For years health experts have been unable to agree on whether fluoride in the drinking water may be toxic to the developing human brain. Extremely high levels of fluoride are known to cause neurotoxicity in adults, and negative impacts on memory and learning have been reported in rodent studies, but little is known about the substance’s impact on children’s neurodevelopment.

In a meta-analysis, researchers from Harvard School of Public Health (HSPH) and China Medical University in Shenyang for the first time combined 27 studies and found strong indications that fluoride may adversely affect cognitive development in children. Based on the findings, the authors say that this risk should not be ignored, and that more research on fluoride’s impact on the developing brain is warranted.

The study was published online in Environmental Health Perspectives on July 20, 2012.

The researchers conducted a systematic review of studies, almost all of which are from China where risks from fluoride are well-established.

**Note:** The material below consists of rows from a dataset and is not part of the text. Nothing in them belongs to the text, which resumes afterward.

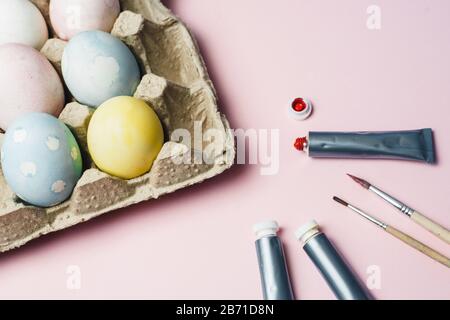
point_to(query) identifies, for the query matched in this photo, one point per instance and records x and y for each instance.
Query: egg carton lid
(176, 84)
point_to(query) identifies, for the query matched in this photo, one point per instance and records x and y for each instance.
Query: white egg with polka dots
(41, 160)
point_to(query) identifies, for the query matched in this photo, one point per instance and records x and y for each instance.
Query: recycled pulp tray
(176, 85)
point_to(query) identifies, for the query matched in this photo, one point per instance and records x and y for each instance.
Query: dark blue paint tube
(338, 275)
(273, 270)
(415, 145)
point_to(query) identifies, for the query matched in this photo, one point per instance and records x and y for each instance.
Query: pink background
(198, 243)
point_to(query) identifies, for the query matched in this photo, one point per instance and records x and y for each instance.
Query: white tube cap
(266, 228)
(304, 229)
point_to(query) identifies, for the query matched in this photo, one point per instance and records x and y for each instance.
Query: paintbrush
(433, 254)
(434, 227)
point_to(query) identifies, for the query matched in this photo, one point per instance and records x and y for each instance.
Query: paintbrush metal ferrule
(360, 212)
(396, 203)
(368, 217)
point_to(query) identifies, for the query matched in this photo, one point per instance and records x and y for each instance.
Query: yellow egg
(124, 137)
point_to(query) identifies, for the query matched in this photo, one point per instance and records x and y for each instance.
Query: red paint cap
(300, 143)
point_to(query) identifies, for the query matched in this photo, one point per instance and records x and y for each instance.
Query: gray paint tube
(338, 275)
(406, 145)
(273, 270)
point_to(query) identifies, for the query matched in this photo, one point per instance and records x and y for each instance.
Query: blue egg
(41, 160)
(97, 66)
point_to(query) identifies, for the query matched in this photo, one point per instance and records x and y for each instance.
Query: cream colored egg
(70, 17)
(28, 83)
(22, 22)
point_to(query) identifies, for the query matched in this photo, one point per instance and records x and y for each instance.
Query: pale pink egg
(28, 83)
(70, 17)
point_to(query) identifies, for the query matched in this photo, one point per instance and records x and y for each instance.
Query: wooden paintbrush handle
(431, 226)
(433, 254)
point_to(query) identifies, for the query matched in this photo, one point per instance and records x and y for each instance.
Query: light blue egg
(97, 66)
(41, 160)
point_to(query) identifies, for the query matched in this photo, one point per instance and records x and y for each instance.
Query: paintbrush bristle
(339, 200)
(361, 182)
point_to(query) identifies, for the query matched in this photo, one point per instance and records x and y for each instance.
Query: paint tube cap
(266, 228)
(306, 229)
(300, 108)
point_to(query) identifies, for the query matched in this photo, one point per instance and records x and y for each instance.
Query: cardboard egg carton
(177, 86)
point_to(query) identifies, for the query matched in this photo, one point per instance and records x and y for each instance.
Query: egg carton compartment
(176, 84)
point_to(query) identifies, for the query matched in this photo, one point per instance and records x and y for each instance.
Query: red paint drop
(299, 105)
(300, 143)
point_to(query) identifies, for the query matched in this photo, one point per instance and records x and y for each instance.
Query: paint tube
(331, 265)
(405, 145)
(273, 270)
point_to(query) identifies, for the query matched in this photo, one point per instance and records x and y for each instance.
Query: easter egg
(70, 17)
(21, 22)
(28, 83)
(41, 160)
(97, 66)
(124, 137)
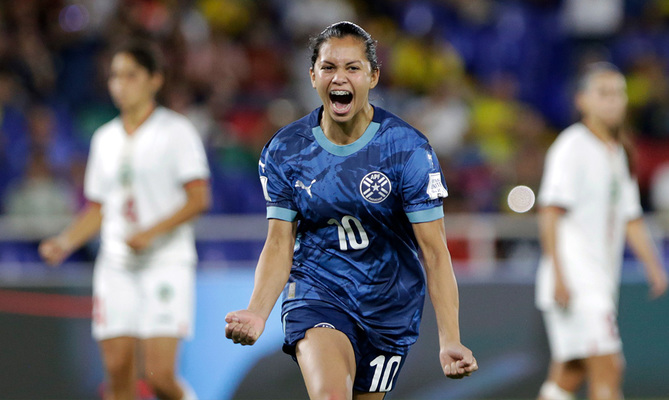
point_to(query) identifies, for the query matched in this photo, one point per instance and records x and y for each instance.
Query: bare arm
(642, 244)
(87, 224)
(549, 217)
(457, 361)
(198, 201)
(272, 272)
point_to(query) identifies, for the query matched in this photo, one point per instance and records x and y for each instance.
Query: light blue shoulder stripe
(281, 213)
(347, 149)
(428, 215)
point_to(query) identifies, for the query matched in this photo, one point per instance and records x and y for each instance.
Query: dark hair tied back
(145, 54)
(340, 30)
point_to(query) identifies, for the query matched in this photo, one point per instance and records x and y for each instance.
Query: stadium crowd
(489, 82)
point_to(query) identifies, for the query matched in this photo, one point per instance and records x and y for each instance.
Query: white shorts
(154, 300)
(579, 334)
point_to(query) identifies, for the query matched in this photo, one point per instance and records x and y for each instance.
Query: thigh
(606, 368)
(160, 355)
(327, 361)
(116, 301)
(580, 334)
(118, 353)
(568, 375)
(168, 294)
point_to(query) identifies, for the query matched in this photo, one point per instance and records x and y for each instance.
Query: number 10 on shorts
(384, 368)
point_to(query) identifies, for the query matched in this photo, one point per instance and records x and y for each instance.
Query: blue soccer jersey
(354, 204)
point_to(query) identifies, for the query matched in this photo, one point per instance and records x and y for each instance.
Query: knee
(333, 395)
(118, 367)
(551, 391)
(161, 379)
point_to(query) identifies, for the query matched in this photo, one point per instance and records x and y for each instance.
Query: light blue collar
(346, 149)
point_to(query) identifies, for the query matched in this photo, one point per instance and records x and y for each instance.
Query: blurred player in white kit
(146, 179)
(589, 204)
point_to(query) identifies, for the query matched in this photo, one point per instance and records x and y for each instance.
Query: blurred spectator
(41, 199)
(487, 81)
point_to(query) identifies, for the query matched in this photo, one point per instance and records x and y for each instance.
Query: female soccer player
(352, 193)
(590, 202)
(146, 178)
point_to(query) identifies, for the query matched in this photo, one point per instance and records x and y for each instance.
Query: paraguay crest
(375, 187)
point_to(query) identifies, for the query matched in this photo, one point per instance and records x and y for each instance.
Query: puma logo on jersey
(301, 185)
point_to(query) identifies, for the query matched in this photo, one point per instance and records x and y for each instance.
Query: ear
(375, 78)
(580, 102)
(157, 81)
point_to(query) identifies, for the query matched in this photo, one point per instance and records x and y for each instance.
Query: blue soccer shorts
(376, 370)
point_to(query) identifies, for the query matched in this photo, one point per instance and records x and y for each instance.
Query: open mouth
(341, 100)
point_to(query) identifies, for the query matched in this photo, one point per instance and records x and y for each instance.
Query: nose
(339, 77)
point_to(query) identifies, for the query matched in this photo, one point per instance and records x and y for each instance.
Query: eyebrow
(347, 63)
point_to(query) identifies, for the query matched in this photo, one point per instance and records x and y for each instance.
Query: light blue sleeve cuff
(428, 215)
(281, 213)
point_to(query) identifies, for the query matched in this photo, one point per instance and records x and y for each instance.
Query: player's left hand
(457, 361)
(658, 284)
(244, 327)
(140, 241)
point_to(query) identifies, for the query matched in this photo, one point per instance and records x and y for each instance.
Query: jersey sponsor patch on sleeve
(263, 181)
(435, 189)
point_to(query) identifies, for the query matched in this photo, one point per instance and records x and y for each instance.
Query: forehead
(347, 48)
(124, 60)
(606, 79)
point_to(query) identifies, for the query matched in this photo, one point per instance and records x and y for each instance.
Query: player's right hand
(244, 327)
(53, 251)
(457, 361)
(561, 294)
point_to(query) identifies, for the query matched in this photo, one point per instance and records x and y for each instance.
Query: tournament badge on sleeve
(435, 189)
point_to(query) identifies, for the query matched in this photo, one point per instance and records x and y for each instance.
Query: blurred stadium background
(489, 82)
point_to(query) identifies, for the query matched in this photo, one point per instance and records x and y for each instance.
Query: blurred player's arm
(641, 243)
(272, 272)
(86, 225)
(457, 360)
(198, 200)
(549, 216)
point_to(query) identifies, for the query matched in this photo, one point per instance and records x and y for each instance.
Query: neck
(603, 132)
(347, 132)
(135, 117)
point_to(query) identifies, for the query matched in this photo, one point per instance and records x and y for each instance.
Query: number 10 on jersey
(347, 233)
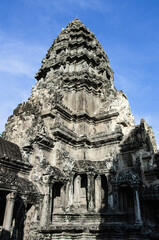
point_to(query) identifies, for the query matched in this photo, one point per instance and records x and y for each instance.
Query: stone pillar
(70, 192)
(110, 195)
(8, 215)
(115, 197)
(98, 193)
(77, 190)
(90, 191)
(46, 204)
(138, 219)
(63, 196)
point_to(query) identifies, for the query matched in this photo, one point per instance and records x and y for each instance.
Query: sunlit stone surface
(87, 171)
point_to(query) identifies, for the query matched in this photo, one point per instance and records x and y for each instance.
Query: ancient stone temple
(73, 164)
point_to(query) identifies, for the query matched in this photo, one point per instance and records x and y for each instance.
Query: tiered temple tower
(90, 162)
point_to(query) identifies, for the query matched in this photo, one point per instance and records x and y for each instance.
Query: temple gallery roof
(9, 150)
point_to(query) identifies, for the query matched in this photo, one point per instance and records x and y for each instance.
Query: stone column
(77, 190)
(115, 197)
(138, 219)
(90, 191)
(110, 195)
(70, 192)
(8, 215)
(46, 205)
(63, 196)
(98, 193)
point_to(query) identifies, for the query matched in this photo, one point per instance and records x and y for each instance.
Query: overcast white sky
(128, 30)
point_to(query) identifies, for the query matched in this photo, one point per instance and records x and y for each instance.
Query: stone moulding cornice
(67, 114)
(16, 165)
(44, 142)
(66, 135)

Fluoride is a naturally occurring substance in groundwater, and exposures to the chemical are increased in some parts of China. Virtually no human studies in this field have been conducted in the U.S., said lead author Anna Choi, research scientist in the Department of Environmental Health at HSPH.

Even though many of the studies on children in China differed in many ways or were incomplete, the authors consider the data compilation and joint analysis an important first step in evaluating the potential risk.